Non, l'éducation positive ne produit pas des chiens-rois, et n'est pas la cause de l'augmentation du nombre d'abandons. Si les refuges sont pleins aujourd'hui, c'est parce que les Français ont de plus en plus de chiens, et que l'accès au chien est beaucoup trop facile. Sans aucune connaissance, on peut acquérir un Malinois ou un Cane Corso. D'autre part, notre société actuelle est peu adaptée à la vie avec un animal : il y a peu d'espace pour les sortir, le travail prend trop de temps dans la journée pour qu’on puisse être suffisamment présent pour un chien, nos animaux domestiques manquent d'espace vital et d'autonomie. L'éducation positive n'est pas synonyme de laxisme : une personne laxiste n'éduque pas, tout simplement.
Non, l'éducation positive n'a pas de limites : tout comme Fantasia, vous pouvez essayer de l'explorer tout entière, vous n'en ferez jamais le tour. Ses possibilités sont infinies, même avec des chiens dont le cas est prétendument désespéré. On entend souvent parler de ses « méfaits » (de la part de personnes qui n'en ont pas compris les principes) : mais on parle beaucoup moins souvent des méfaits de la violence éducative ordinaire sur les chiens. J'en ai ici un parfait exemple, mon pauvre vieux Border que j'ai récupéré quand il avait quatre ans parce que, victime d'une éducation coercitive, il avait fini, à cours d'options alternatives, par mordre son propriétaire. Ces chiens finissent souvent euthanasiés, parce qu'on pense qu'ils ont « pété un plomb » et qu'ils mordront à nouveau, sauf que -surprise- dans un environnement où ils sont enfin écoutés, ils cessent de produire des comportements d'agression.

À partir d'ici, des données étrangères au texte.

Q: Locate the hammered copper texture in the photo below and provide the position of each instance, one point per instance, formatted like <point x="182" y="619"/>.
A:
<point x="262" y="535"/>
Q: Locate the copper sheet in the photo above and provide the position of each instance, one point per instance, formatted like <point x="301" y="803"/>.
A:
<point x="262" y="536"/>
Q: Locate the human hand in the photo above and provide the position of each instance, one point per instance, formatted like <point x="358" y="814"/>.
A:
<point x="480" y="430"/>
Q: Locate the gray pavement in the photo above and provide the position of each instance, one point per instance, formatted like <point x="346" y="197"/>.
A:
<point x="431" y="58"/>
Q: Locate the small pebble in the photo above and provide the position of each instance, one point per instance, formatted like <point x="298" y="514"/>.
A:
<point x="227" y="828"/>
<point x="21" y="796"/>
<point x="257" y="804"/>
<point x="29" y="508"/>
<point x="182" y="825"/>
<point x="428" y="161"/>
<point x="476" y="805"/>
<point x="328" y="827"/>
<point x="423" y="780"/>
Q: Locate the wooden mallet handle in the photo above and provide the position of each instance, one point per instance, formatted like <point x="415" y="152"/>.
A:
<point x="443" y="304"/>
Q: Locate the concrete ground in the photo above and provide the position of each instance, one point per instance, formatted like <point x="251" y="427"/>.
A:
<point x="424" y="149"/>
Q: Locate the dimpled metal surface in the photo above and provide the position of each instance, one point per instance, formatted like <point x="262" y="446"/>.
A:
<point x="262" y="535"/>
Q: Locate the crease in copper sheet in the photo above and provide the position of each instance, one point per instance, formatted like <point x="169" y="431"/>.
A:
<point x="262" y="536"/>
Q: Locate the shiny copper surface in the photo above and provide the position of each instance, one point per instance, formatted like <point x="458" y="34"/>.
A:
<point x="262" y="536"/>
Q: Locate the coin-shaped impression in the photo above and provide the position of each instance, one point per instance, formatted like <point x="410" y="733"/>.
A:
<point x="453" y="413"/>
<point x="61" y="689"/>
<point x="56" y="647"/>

Je pourrais continuer ma liste un bon moment, mais je pense que mon article est suffisamment long, et je remercie tous ceux qui m'ont lue jusque là. Si vous souhaitez voir des vidéos de chiens rééduqués sans violence, il y en a plein les réseaux, contrairement à ce que peuvent prétendre les coercitifs (je vous invite à vous rendre sur la page de Cynotopia ou Animal Académie...). Ne vous laissez plus avoir par des discours vieux comme le monde qui banalisent la violence faite aux chiens. Formez-vous, gardez l'esprit ouvert, et vous découvrirez un monde extraordinairement riche où les cris et les colliers étrangleurs n'ont pas besoin d'exister.